Further Reading — Chapter 17: Grant Proposals

Annotated, Tier 1 (verified public guidance and landmark works) and Tier 2 (real, widely-attributed ideas) only. Funder rules change between cycles — always confirm specifics against the current solicitation, not any summary here.

Tier 1 — Official funder guidance (read the source, not the folklore)

  • NIH — "Write Your Application" / Specific Aims guidance (grants.nih.gov). The agency's own instructions for the research plan, including what belongs in Specific Aims, Significance, Innovation, and Approach. The single most authoritative source on the structure this chapter teaches. Read it alongside the specific Funding Opportunity Announcement you're applying to, because the FOA overrides general guidance.

  • NSF — Proposal & Award Policies & Procedures Guide (PAPPG). The governing document for NSF proposals, including the Project Summary and the two top-level review criteria, Intellectual Merit and Broader Impacts. If you write for the NSF, this is non-optional reading; the Broader Impacts criterion in particular is weighted more heavily than newcomers expect.

  • Your specific solicitation / Funding Opportunity Announcement / Call for Proposals. Not a "further reading" in the usual sense, but the most important document you will read: it sets page limits, required sections, formatting rules, and review criteria that supersede every general guide. Build your compliance checklist from it. Treat the version in front of you as the only authority — requirements change between cycles.

  • The reviewer-orientation and "insider" materials agencies publish. Many funders post mock reviews, sample summary statements, reviewer guidelines, and recorded webinars for applicants (NIH's Center for Scientific Review and NSF both do). Reading how reviewers are instructed to score is the fastest way to internalize the audience this chapter centers on.

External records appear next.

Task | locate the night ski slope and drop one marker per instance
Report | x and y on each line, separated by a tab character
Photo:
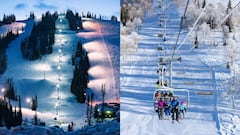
195	73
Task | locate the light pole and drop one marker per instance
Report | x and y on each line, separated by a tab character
3	90
33	105
103	95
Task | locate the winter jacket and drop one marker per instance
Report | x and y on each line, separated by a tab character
161	104
174	103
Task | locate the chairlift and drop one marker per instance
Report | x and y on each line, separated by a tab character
182	94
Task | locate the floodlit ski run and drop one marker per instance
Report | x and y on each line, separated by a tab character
195	73
43	77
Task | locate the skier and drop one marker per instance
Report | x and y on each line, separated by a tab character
175	109
160	108
182	108
167	107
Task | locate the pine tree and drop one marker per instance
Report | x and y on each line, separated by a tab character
204	4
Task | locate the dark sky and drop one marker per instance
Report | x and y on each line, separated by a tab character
22	8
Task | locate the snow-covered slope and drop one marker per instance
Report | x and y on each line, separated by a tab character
50	76
201	70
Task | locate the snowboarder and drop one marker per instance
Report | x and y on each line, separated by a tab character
175	109
161	108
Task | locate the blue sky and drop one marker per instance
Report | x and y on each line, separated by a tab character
22	8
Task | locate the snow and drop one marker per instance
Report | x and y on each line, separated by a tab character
201	70
50	77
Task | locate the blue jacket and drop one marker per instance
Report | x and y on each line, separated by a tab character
174	103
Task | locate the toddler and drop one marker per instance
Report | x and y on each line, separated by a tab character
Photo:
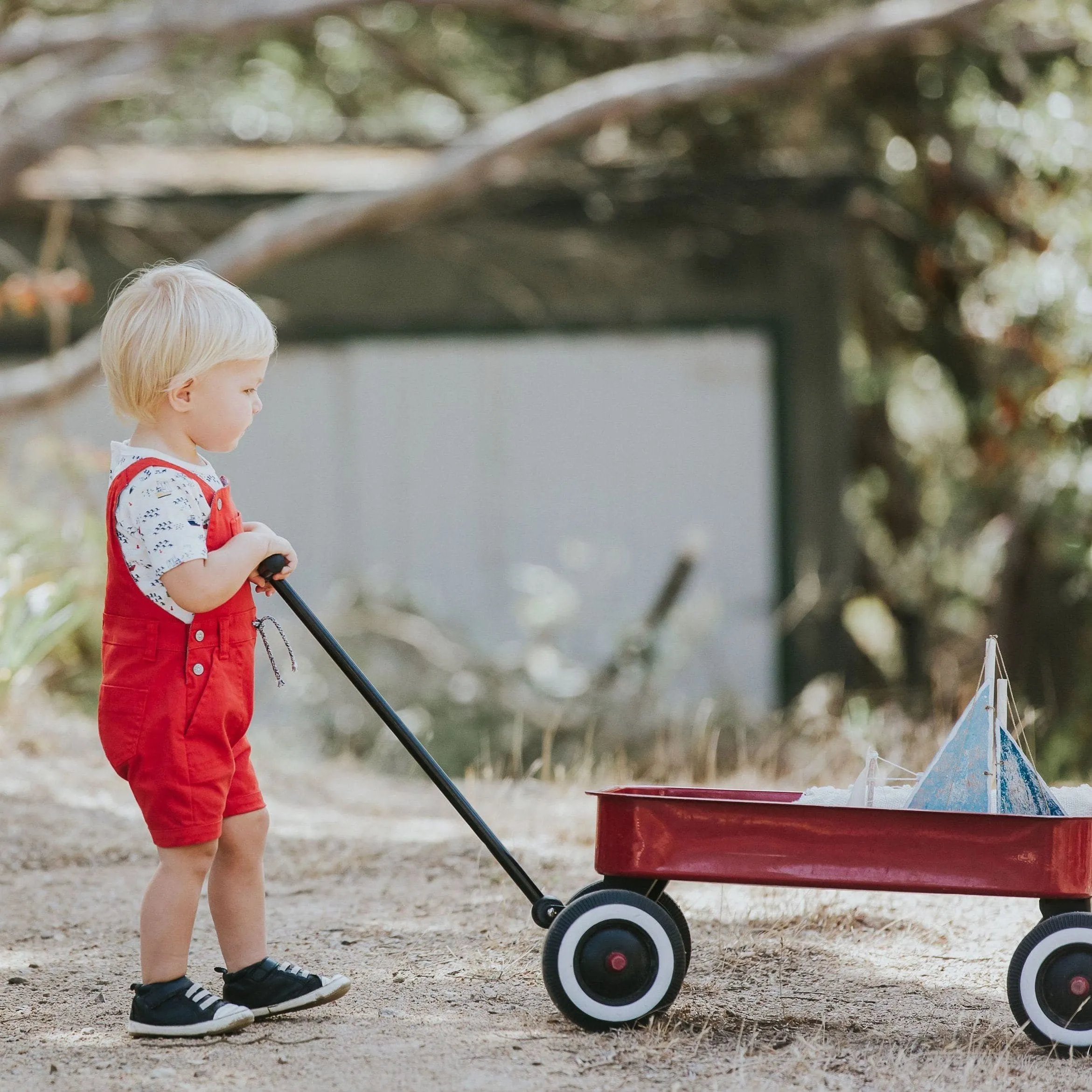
185	353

Tier 2 — The grant-writing literature and adjacent craft

  • The standard genre on scientific grant-writing (e.g., widely-used guides such as those by Robert Porter, John Robertson, and Liane Reif-Lehrer, and the workshop tradition associated with figures like Morgan Giddings on the "story" of the Specific Aims page). These works converge on the same core lessons — the aims page is paramount, aims are objectives not activities, significance must be specific — which is itself evidence the principles are real. Treat their advice as Tier 2 craft wisdom; verify any agency-specific rule against the current official source above.

  • Research on how reviewers read and score proposals (the broad literature in research-policy and science-of-science journals on peer-review reliability, reviewer load, and score variance). The recurring finding — that scores are noisier and reviewer attention scarcer than applicants assume — is the empirical backbone of §17.1 and §17.7. No single statistic governs every panel; the direction is robust and well-attributed.

  • Chapter 2 — Audience. The K-R-A-C framework and the curse of knowledge are the foundation of §17.1; a reviewer is just a very specific, very tired audience.
  • Chapter 4 — Structure. Inverted pyramid / BLUF is the engine of the four-move aims page — the pivot is BLUF inside a paragraph.
  • Chapter 3 — Clarity. The "so what?" test (§17.5) is Chapter 3's tool, escalated to every level of the proposal.
  • Chapter 14 — Research Papers. The paper-as-argument and the hourglass structure are reused directly in the Specific Aims page.
  • Chapter 7 — Word Choice, Tone, and Voice. The calibrated-confidence discipline (assert results, hedge predictions) in §17.8 builds on Chapter 7's treatment of hedging.
  • Chapter 20 — Proposals and Business Cases. The same persuasion logic, aimed at an executive instead of a study section — the soft-prerequisite payoff.